Jonathan reprit son souffle… et reprit vite afin d’éviter le risque
de surexposition. L’erreur identitaire produit tous ses effets néfastes dans ses
applications particulières. Premier exemple, la mixité galopante des populations.
Plus spécifiquement le flux continu, irrépressible car naturel, d’immigration. L’opposition
féroce à ce mouvement brandit très haut le drapeau de la défense de la pureté
d’identité. Erreur double qui ne fait que cacher la solution à une
interrogation légitime en soi. Double car les identités sont toujours, elles-mêmes,
l’aboutissement de mixités historiques. Ce qui ne les rend pas plus impures que
pures.
Car, aussi, l’enfermement identitaire perturbe et parfois empêche,
l’enrichissement réciproque que le mixage de populations produit
inévitablement. La réussite de la mixité tient en effet dans l’existence et la
qualité du package d’accueil des arrivants. Mais pas seulement. Dans la faculté
de connaître, de partager les cultures, les histoires, les traditions, dans un
esprit d’ouverture, de curiosité. Autrement dit, l’art de transformer le danger
en chance. L’application peut être étendu à l’Europe. Qui a tout à gagner dans la conjugaison des États-nations.
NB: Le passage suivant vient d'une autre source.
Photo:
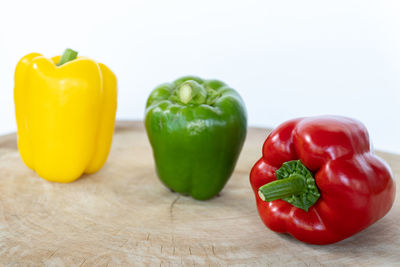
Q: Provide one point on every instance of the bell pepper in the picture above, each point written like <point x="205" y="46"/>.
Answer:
<point x="318" y="180"/>
<point x="196" y="129"/>
<point x="65" y="111"/>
Comme chaque nation européenne a à gagner dans l’inévitable processus de
construction européenne. Exemple conforté par la mise en œuvre des Accords
d’Abraham, au nom si approprié.
Transformant l’affrontement des histoires, traditions, cultures
identitaires, en une œuvre commune de réalité identitaire moyen-orientale.
Heureux d’avoir pu aller au bout de l’explicitation d’un sujet, pour lui majeur, du niveau d’attention finalement atteint, il conclut en faisant, la main levée, le V de cette petite victoire. Victoire vite douchée par l’injonction de Nathalie, une participante à l’identité personnelle clivante, Dis-nous, monsieur l’expert, quelle est notre identité commune, à nous, groupe plein de valeurs ? Il prit le temps de se gratter le crâne, puis, lentement, énonça le verdict : Vous êtes les chevaliers de la libre parole. Pour ajouter, rapidement cette fois, Et toi, Nathalie, tu en es la grande cheftaine. Déclenchant une joyeuse ola miniature.
1 commentaire:
Les peuples - et leurs dirigeants - ont une représentation d’eux-mêmes et des autres peuples qui peut durer des générations. Quand une génération est maudite pour sa conduite, sa descendance est maudite aussi, pour cette raison que la représentation perdure.
Quand l’Allemagne se voit comme le phare de l’Europe, ou que la Russie se voit comme l’Empire chrétien Eurasien… ça dure longtemps. Et nous nous les voyons comme des barbares violents et prédateurs.
Une bonne nouvelle : les Français et les Juifs se voient comme le phare des nations.